# HELLOWEEN NightRide



## Coffee (12. Oktober 2005)

*...die sonne ist bereits am untergehen. die letzten stunden des oktobers haben geschlagen. langsam breitet sich die dunkelheit zwischen den bäumen des waldes aus. nur das schimmern der lampen im dickicht der äste. der boden knirscht unter unseren stollen.......


-ladet eure lampen
-seid bereit
-macht mit

HALLOWEEN 31.10.05

Ort + Zeit werden noch bekannt gegeben.....dranbleiben   

coffee

*


----------



## Coffee (16. Oktober 2005)

weiter gehts in der orga:

- uhrzeit des ganzen wird ab 18 Uhr sein, damit es schon dunkel ist   

- natürlich sind halloweenische utensilien pflicht für jeden   

- eingekehrt wird selbstverständlcih auch nach unserem nachtritt

- die reine fahrezit wird vermutlich sich in einem Zeitfenster von 1,5 - 
  max2,5 stunden bewegen   

- örtlichkeiten: irgendwo im wald (wird noch bekanntgegeben)

coffee


----------



## MTB-News.de




----------



## Riddick (17. Oktober 2005)

Coffee schrieb:
			
		

> - natürlich sind halloweenische utensilien pflicht für jeden


Kürbis statt Helm?   

Ich hoffe nur, ich hab' bis dahin 'ne anständige Beleuchtung.   

Riddick


----------



## eL (17. Oktober 2005)

Coffee schrieb:
			
		

> -seid bereit



na Coffee dat heißt immer noch "seit Breit"

müsstest du aber wissen


so ne lampe hab ich auch.... nur wo iss die nur   

eL


----------



## Coffee (17. Oktober 2005)

eL schrieb:
			
		

> na Coffee dat heißt immer noch "seit Breit"
> 
> müsstest du aber wissen
> 
> ...



ja ich weis ja, aber ich vertrag doch seit meinen medis garnixmehr ;-( da würd ich mit nem schlückchen nichtmal mehr mein fahrrad finden ;-( dann lieber nüchtern spaß  

coffee


----------



## Trtschka (17. Oktober 2005)

Helloween oder Halloween?

Metalband oder Festiwität?    

MfG

Trtschka


----------



## Riddick (17. Oktober 2005)

Trtschka schrieb:
			
		

> Helloween oder Halloween?
> 
> Metalband oder Festiwität?


Halloween, also Festi*v*ität.   

Riddick


----------



## Coffee (17. Oktober 2005)

*rofl* jaja natürlich der HALLOween

coffee


----------



## showman (17. Oktober 2005)

Coffee schrieb:
			
		

> *rofl* jaja natürlich der HALLOween
> 
> coffee


Neenee, das is net amerikanisch sondern kommt aus Österreich und heißt Hallo Wien   

Gruß Showman


----------



## Coffee (24. Oktober 2005)

so, der zu befahrende waldabschnitt + einkehr steht fest   

grüße coffee


----------



## Riddick (24. Oktober 2005)

... und wann wird das Geheimnis gelüftet?   

Riddick


----------



## MTB-News.de




----------



## Coffee (27. Oktober 2005)

JETZT   


also Treffpunkt Montag 31.10.05 um 18 uhr an der  - alten Veste -  (turm)  

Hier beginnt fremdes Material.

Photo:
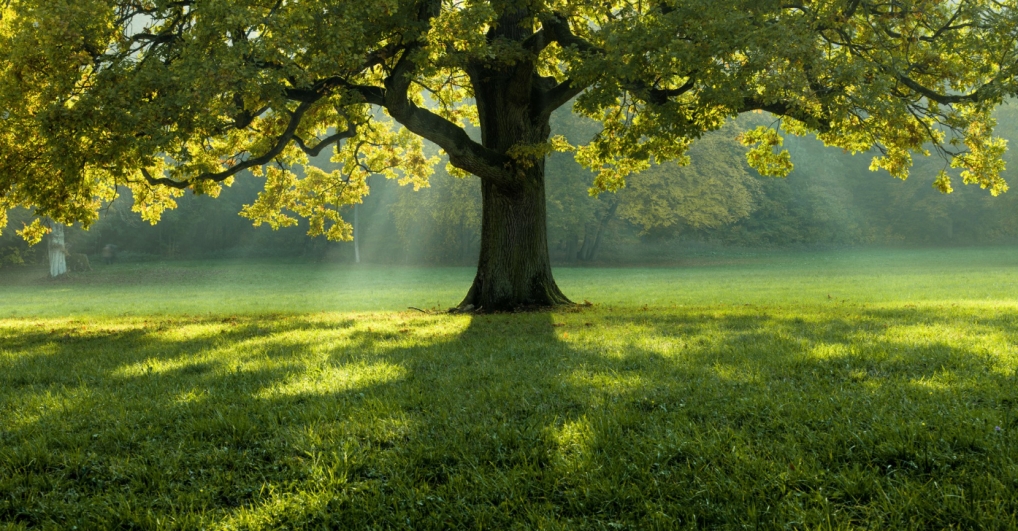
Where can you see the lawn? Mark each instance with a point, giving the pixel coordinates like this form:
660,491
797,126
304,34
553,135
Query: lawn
805,391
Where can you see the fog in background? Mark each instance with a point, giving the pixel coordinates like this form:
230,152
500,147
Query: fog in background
664,216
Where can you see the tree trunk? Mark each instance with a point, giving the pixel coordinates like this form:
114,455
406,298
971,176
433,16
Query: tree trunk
594,232
57,251
514,271
356,242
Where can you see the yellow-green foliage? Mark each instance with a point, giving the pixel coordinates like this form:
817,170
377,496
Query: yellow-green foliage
162,95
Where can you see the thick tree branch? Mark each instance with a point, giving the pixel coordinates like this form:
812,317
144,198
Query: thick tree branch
281,142
463,152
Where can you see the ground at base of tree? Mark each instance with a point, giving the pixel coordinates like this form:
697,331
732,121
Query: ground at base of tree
891,414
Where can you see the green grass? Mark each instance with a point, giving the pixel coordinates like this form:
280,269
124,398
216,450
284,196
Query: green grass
212,396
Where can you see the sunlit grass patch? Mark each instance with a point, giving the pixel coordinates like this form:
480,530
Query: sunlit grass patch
824,413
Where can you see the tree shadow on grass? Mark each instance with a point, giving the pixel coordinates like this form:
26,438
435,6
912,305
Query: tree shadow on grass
596,419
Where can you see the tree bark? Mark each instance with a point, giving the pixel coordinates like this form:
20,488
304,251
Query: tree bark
514,271
57,251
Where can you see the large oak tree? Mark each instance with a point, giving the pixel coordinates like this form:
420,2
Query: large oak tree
162,96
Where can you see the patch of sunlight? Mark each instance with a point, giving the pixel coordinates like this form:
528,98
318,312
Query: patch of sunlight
288,505
34,409
574,439
191,396
156,365
829,351
328,379
941,382
438,328
605,381
744,373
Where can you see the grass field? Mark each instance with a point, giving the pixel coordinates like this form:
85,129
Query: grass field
808,391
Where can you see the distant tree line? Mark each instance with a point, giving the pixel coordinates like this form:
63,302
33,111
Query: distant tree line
830,199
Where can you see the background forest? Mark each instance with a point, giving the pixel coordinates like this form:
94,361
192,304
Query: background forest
664,215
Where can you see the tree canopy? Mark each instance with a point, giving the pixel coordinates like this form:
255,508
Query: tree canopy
162,96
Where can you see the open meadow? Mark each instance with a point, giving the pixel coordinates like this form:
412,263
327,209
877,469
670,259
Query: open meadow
839,390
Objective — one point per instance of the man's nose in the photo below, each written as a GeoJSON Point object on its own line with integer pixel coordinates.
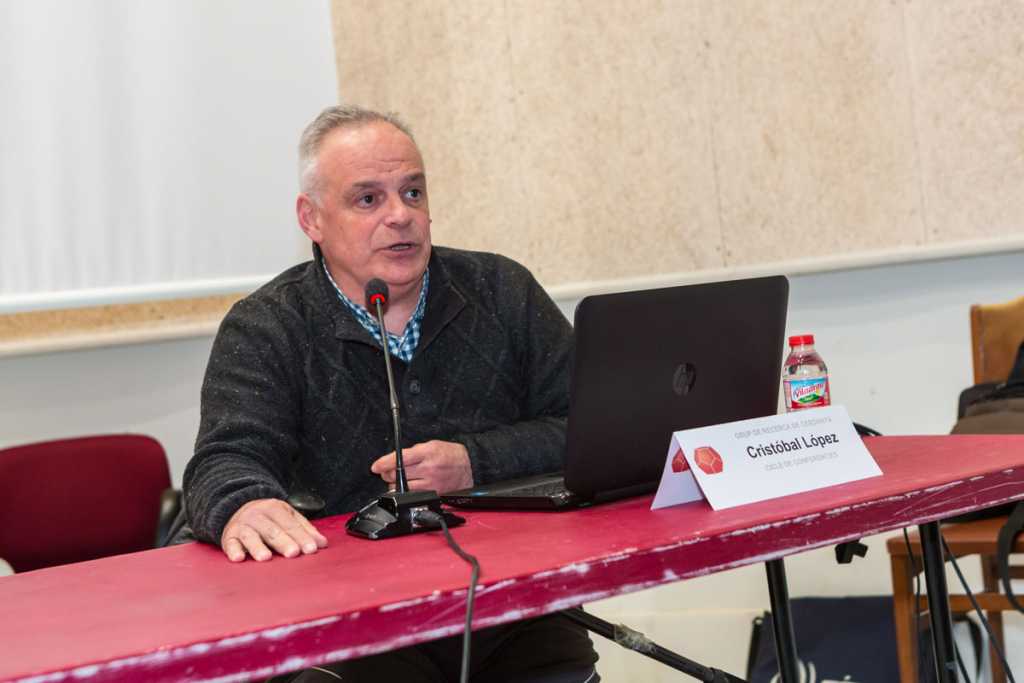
{"type": "Point", "coordinates": [397, 212]}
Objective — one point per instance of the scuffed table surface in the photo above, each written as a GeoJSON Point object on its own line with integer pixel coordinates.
{"type": "Point", "coordinates": [186, 613]}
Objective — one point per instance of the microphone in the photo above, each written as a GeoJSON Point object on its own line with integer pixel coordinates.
{"type": "Point", "coordinates": [377, 296]}
{"type": "Point", "coordinates": [399, 512]}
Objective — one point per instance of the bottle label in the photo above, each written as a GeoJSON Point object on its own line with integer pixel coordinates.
{"type": "Point", "coordinates": [807, 393]}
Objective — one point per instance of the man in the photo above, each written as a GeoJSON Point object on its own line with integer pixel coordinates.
{"type": "Point", "coordinates": [295, 398]}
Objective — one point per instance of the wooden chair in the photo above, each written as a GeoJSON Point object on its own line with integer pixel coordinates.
{"type": "Point", "coordinates": [996, 333]}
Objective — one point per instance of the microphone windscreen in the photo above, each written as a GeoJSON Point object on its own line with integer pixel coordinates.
{"type": "Point", "coordinates": [376, 289]}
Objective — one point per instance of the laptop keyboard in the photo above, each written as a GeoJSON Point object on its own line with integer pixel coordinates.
{"type": "Point", "coordinates": [541, 489]}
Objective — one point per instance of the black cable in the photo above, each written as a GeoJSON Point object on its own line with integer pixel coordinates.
{"type": "Point", "coordinates": [916, 612]}
{"type": "Point", "coordinates": [433, 518]}
{"type": "Point", "coordinates": [981, 615]}
{"type": "Point", "coordinates": [916, 601]}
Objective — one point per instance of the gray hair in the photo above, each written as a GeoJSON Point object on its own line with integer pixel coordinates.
{"type": "Point", "coordinates": [332, 118]}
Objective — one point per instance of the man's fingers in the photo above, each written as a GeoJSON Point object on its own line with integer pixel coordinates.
{"type": "Point", "coordinates": [261, 527]}
{"type": "Point", "coordinates": [253, 544]}
{"type": "Point", "coordinates": [384, 464]}
{"type": "Point", "coordinates": [233, 549]}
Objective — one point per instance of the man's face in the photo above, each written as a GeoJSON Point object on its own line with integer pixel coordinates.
{"type": "Point", "coordinates": [371, 216]}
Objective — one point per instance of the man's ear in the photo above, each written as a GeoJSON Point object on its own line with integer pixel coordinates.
{"type": "Point", "coordinates": [306, 211]}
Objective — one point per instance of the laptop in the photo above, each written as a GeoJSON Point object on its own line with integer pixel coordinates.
{"type": "Point", "coordinates": [647, 364]}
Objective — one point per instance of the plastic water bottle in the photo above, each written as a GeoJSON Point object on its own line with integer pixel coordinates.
{"type": "Point", "coordinates": [805, 377]}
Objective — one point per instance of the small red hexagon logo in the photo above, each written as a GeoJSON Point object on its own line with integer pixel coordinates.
{"type": "Point", "coordinates": [708, 460]}
{"type": "Point", "coordinates": [679, 461]}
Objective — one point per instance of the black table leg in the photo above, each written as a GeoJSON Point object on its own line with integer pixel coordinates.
{"type": "Point", "coordinates": [938, 602]}
{"type": "Point", "coordinates": [785, 641]}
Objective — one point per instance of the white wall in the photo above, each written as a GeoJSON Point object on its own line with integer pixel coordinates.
{"type": "Point", "coordinates": [896, 340]}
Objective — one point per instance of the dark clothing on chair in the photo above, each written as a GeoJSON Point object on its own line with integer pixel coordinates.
{"type": "Point", "coordinates": [295, 400]}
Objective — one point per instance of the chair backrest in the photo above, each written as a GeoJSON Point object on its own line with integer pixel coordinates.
{"type": "Point", "coordinates": [79, 499]}
{"type": "Point", "coordinates": [996, 333]}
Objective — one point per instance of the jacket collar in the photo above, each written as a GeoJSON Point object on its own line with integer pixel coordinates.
{"type": "Point", "coordinates": [444, 300]}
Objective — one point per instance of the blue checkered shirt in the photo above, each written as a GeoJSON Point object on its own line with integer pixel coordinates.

Licht - Helm - Halloweenuntensilien sind PFLICHT     


gefahren werden ca 1,5 stündchen, danach noch einkehr.


grüße coffee


----------



## Pino (29. Oktober 2005)

Coffee schrieb:
			
		

> Licht - Helm - Halloweenuntensilien sind PFLICHT


Also: Licht... naja...OK, wenn man das Funzelchen "Licht" nennen kann, das ich mein eigen nenne
Helm: kein Problem
Aber was die "Untensilien" betrifft, habe ich bei meinem kurzen Besuch in der Innenstadt letzte Woche nur Obensilien gesehen - - sprich, den beleuchtbaren Plastikkürbis, der mir vorschwebte, gibt es wohl nicht. Der langen Rede kurze Frage: Geht auch ohne Untensilien? Oder nehmt Ihr mich dann nicht mit?
Gruß,
Pino


----------



## Coffee (29. Oktober 2005)

Pino schrieb:
			
		

> Also: Licht... naja...OK, wenn man das Funzelchen "Licht" nennen kann, das ich mein eigen nenne
> Helm: kein Problem
> Aber was die "Untensilien" betrifft, habe ich bei meinem kurzen Besuch in der Innenstadt letzte Woche nur Obensilien gesehen - - sprich, den beleuchtbaren Plastikkürbis, der mir vorschwebte, gibt es wohl nicht. Der langen Rede kurze Frage: Geht auch ohne Untensilien? Oder nehmt Ihr mich dann nicht mit?
> Gruß,
> Pino




och pino, streng dein köpfchen ein bisschen an ;-) dir wird doch sicher noch etwas besonderes für uns einfallen ;-) also nicht aufgeben   

Grüße coffee


----------



## Pino (29. Oktober 2005)

Coffee schrieb:
			
		

> och pino, streng dein köpfchen ein bisschen an ;-)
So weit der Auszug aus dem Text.